私が旦那になる人を連れてきた時は酔っ払いの父ちゃんだけ。
私が作った料理を、
「盆と正月が一緒に来たようだ」
と喜んだ。
一緒になれば、ワンパターンだのまずいだの。
今日のごはんはおいしかった。
炊飯器が古くなってそろそろ買い替えかな、と思ってたんだけど、冷蔵庫で冷やしてから炊いてみたの。
そしたらびっくり。おいしいのなんの。高い炊飯器などいらないじゃない。
何十年も主婦やってて、聞いたことはあるけどやったことなかった。
沸騰までの時間が長いとデンプンがなんとかで、おいしくなるんだとか。
お試しあれ。
【お題】 前代未聞の超絶レシピ
222 悲しいリセット
ユニットのAさん。
介護度はいくつなのだろう?
歩けるけど時々転倒する。
帰宅願望が強い。
服は居室のタンスに入れると全部袋に詰めて帰り支度をするので、別保管。
何度も部屋から出てくる。
「あら、ここどこかしら? なんにもわからないわ」
「うちに帰るからタクシー呼んで」
「おなかすいたから、ラーメン食べてくる」
その都度職員は宥める。
「今日はここに泊まりましょ。明日、家族の方に迎えに来てもらいましょ」
「あら、そう……」
と、納得して部屋に入るが数分するとすぐ出てくる。
「ここどこかしら? なんにもわからないわ」
時々は怒り出す。
「部屋を虫が歩いてた」
居室でお菓子食べるから、シーツ交換に入ると食べカスがボロボロ落ちている。
こういう部屋は、出るんです。もうそろそろ。
でも、あなたのせいよ、なんて言えないから黙っていたら怒り出し、
「言うからね、みんなに。もう入ってくる人いなくなるよ」
ここが施設だとはわかっているのか?
私は周辺業務だから、洗い物をしていた。適当に返事をしているとますます怒り、
「みんなに言うからね」
職員さんは無視している。
この方はない物が見えるのだそう。
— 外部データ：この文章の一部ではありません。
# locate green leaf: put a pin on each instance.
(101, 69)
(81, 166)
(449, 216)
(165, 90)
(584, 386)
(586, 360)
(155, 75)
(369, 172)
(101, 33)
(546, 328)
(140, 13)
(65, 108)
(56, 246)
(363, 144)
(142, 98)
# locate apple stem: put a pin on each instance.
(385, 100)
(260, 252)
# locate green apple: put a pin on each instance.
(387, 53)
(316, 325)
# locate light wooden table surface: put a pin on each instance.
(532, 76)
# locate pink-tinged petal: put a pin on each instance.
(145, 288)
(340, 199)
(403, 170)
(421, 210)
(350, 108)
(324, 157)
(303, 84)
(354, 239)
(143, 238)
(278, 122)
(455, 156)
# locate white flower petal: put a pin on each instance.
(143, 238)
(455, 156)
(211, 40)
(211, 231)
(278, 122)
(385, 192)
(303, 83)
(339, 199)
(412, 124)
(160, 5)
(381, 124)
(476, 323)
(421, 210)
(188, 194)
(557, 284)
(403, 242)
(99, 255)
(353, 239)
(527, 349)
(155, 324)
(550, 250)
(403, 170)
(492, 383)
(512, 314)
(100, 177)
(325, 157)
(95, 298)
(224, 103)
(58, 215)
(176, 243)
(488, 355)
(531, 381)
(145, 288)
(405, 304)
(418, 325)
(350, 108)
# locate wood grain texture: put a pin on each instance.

夜中に虫がぞろぞろ這っていると騒ぐのだそう。
私は短時間パートだからあまりひどい場面には出くわさないが、職員さんはほんとに大変。
15分もするとコロリと変わるのだそう。
怒ったことも覚えていないのだろう。
Bさんは、私が朝行くと叫んでいる。
「先生、トイレ行きたいんです」
その時間は夜勤が対応している。ひとりで20人をみている。次々起こしてリビングに連れてくる。Bさんはトイレに座ることができない。
耳元で、パットしてるから大丈夫ですよ、と言う。
「はい、わかりました、すみません」
バスガイドだったBさんの声は大きくきれいでよく響く。
1分もしないうちに、
「先生、トイレ行きたいんです〜」
最近入居したCさんは心配して聞く。
「早番はだあれ? まだ来ないの?」
今は、時間前に来て働いてはいけないのです。それでも、終わらないからと、来る人は来る。働く人は働くけど。
Cさんも、しょっちゅうトイレ。ナースコールが鳴りまくる。トイレットペーパーの消費がすごい。1日1ロール使っちゃうらしい。トイレ、詰まりますよ。そのうち。
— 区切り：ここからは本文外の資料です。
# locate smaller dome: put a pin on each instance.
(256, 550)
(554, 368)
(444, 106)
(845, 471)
私も働き始めた頃は、トイレトイレ、と騒ぐ方たちがかわいそうで、職員さんに言いに行った。
「次の次の次です」
ひとりで10人をみているのだ。
4月からパートから契約社員に変わり、ひとり立ちした若い女性が嘔吐と胃痛で休んだ。
ストレスだそう。
高校卒業してからバイトで来ていた。料理の学校を辞めてしまい、介護に決めたはずなのに、
「この仕事、向いてないみたい……」
誰が向いているのかいないのか?
辞めて行く人は多い。異動も多い。
なんたって私がいちばん長くいる。
もう、リセットできない歳だから。
【お題】 リセットボタン
223 かきおき
この手紙があなたの手に落ちる頃には、私はもうこの世にはいないでしょう。
これを1度書いてみたかった。
私は持病もないし寝込んだこともない。よもや、私があなたより先に逝くとは思ってないでしょうね?
私もそう思っています。
だから、念のため。
退職したあとのあの一件から、あなたは料理、洗濯、掃除もするようになったから、今思うと良かったわね。
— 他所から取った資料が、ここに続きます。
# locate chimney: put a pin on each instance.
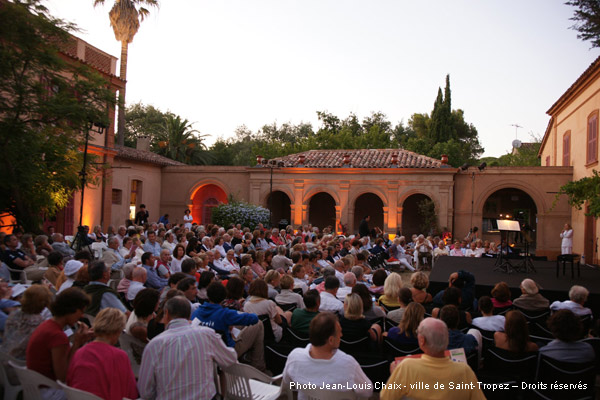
(143, 143)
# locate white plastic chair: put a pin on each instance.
(11, 390)
(22, 276)
(328, 394)
(77, 394)
(244, 382)
(31, 382)
(126, 341)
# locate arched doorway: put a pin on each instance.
(513, 204)
(414, 220)
(204, 199)
(280, 205)
(368, 204)
(321, 211)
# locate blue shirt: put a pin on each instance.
(220, 319)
もう、ひとりになっても心配ないわね。ズボンの裾上げもテープとアイロンでやってるし。
やれば、私よりすごいわ。
私がいなくなっても、早起きしてちゃんとウォーキングするのよ。ふたりで歩いたコースを、思い出に浸りながら歩くのよ。
公園でラジオ体操に参加して、お馴染みさんと挨拶くらいしなさい。話をするのよ。
お酒は夕方まで我慢よ。作りながら飲んだらダメよ。父がそうだったから。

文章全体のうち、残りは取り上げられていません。